Design My Meals: Out of the frying pan and into the beta
Design My Meals launched its open beta last week, inviting everyone on the web to log on and start cooking. Developed by two working moms, the site has one simple goal: to make putting home-cooked food on the table easier and healthier. Recipe search, ingredient substitution advice, a meal calendar, automatically generated shopping lists, and an online pantry all aid in the logistical battle of mealtimes. Design My Meals also provides customized nutritional information for each recipe based on the biometrics of each member of a household, so that the chef can plan out perfect portions. Finally, to complete the healthy food continuum, the site also has a search feature for finding local Farmers’ Markets, powered by the mobile application Locavore.
The first recipe I loaded up on Design My Meals was for my favorite chocolate chip cookies, neither local nor healthy. After checking all of my real life ingredients into my online pantry, Design My Meals let me know that all I need to run to the store and buy was some baking soda; I would need the run as well.
Viewing the nutritional facts on my home-baked treat, I learned that nearly half of the high caloric content came from fat.
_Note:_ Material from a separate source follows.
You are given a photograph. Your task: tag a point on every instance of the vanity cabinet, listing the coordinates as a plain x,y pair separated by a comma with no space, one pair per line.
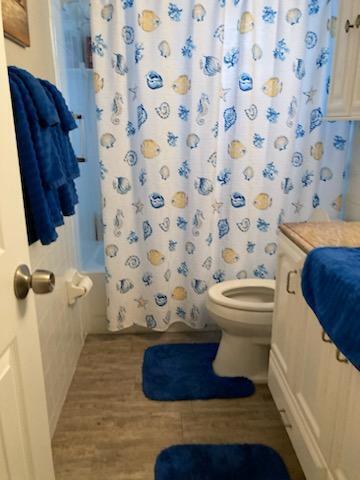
344,95
316,391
This recipe was not for the faint of heart, providing a healthy dose of cholesterol. This new knowledge didn’t stop me from popping them in the oven, but I will be eating these a tad slower and probably sharing them around the Health 2.0 office.
Design My Meals beta is a solid product but its not as sexy as Massive Health’s latest HotorNot for food, The Eatery, and it joins an already crowded online food app environment. ZipList already tracks recipes and shopping trips, while foodler lets you order restaurant food online without ever visiting the grocery store again. Elsewhere, Foodfolio is trying to bring back the handwritten box of index-card-recipes, put it online and make cooking social again.
Design My Meals as a good concept but it could certainly benefit from some of the technologies we’ve seen at Health 2.0 conferences in the past year. Fooducate’s barcode scanning and foo.log’s uncanny ability to estimate the calories in your meals both provide functionality above and beyond Design My Meals. A feature like Fooducate’s ability to suggest healthy alternatives to a product would dovetail perfectly with Design My Meals ingredient substitution options.
Despite the plethora of options in the food app space, Design My Meals is salient as an online tool that attempts to vertically integrate the entire household food-chain. Instead of treating each step of the food process as a separate health problem to be solved, Design My Meals’ store to kitchen to table approach allows a user to evaluate all their nutritional decisions while they are planning their meals for the week. I would love to say that the beta is “half-baked” due to the lack of features demonstrated by its competitors (and the opportunity to use a bad cookie pun) but, in actuality, Design My Meals already has a robust product that helps put healthy food on the table.